How to find median value in 2d array for each column with CUDA?

Question

I am trying to find median value for every column in 2D array with cuda.
size of 2D array = [1000,500]

So I found quicksort cuda code at CUDA SAMPLES.(C:\ProgramData\NVIDIA Corporation\CUDA Samples\v10.2\0_Simple\cdpSimpleQuicksort)
It sorts 1-d vector and I can find just median value with indexing.

I changed SAMPLE code like below

Execute kernel with 500 threads.
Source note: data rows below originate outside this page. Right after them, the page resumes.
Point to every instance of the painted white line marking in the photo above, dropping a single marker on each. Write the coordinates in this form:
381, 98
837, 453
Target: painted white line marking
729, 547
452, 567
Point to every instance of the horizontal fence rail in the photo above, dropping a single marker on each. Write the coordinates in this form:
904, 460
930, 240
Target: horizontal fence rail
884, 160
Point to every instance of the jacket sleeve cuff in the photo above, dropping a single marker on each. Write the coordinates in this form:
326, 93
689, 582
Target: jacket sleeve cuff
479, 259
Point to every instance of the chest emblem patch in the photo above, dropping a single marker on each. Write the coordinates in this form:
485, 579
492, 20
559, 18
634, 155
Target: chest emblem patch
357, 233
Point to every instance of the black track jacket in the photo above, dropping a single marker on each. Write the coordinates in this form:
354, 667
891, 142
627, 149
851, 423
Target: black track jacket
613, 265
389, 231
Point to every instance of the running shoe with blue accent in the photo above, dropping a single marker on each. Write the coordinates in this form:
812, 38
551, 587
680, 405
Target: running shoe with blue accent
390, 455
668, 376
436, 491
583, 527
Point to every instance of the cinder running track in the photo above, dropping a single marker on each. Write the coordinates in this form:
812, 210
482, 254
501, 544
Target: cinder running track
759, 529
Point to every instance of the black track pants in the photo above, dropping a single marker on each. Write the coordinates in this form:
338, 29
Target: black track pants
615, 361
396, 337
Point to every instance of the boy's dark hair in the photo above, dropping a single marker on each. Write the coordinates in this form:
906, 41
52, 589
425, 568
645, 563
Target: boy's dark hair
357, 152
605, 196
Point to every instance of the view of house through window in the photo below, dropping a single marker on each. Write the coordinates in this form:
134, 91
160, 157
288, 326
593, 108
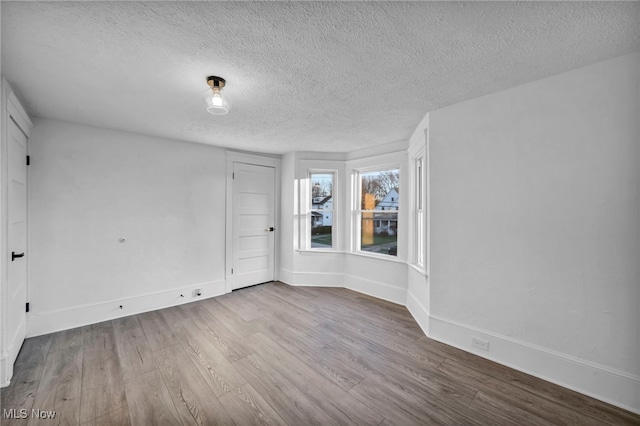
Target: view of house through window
321, 210
380, 196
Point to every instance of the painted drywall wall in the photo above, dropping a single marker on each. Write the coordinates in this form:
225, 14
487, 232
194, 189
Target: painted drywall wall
90, 188
535, 222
Each kernel sorting vector(1000 elements)
cdp_simple_quicksort << < 1, 500 >> > (data, left, right, 0);
Inside of kernel, indexing like &data[1000 * idx_x] for each thread can sort 1000 elements.
__global__ void cdp_simple_quicksort(unsigned int *data, int left, int right, int depth)

Problems

Execution time is too long for my case comparison with the single vector case.
Single execution time for 1000 = about 700us.
But 1000*500(500 threads) = 280ms.

Questions

Why it takes too long compared to simple case?
Is there any better way to improve performance?(I am using cufft before this sorting, so I can not use thrust library)

// Selection sort used when depth gets too big or the number of elements drops
// below a threshold.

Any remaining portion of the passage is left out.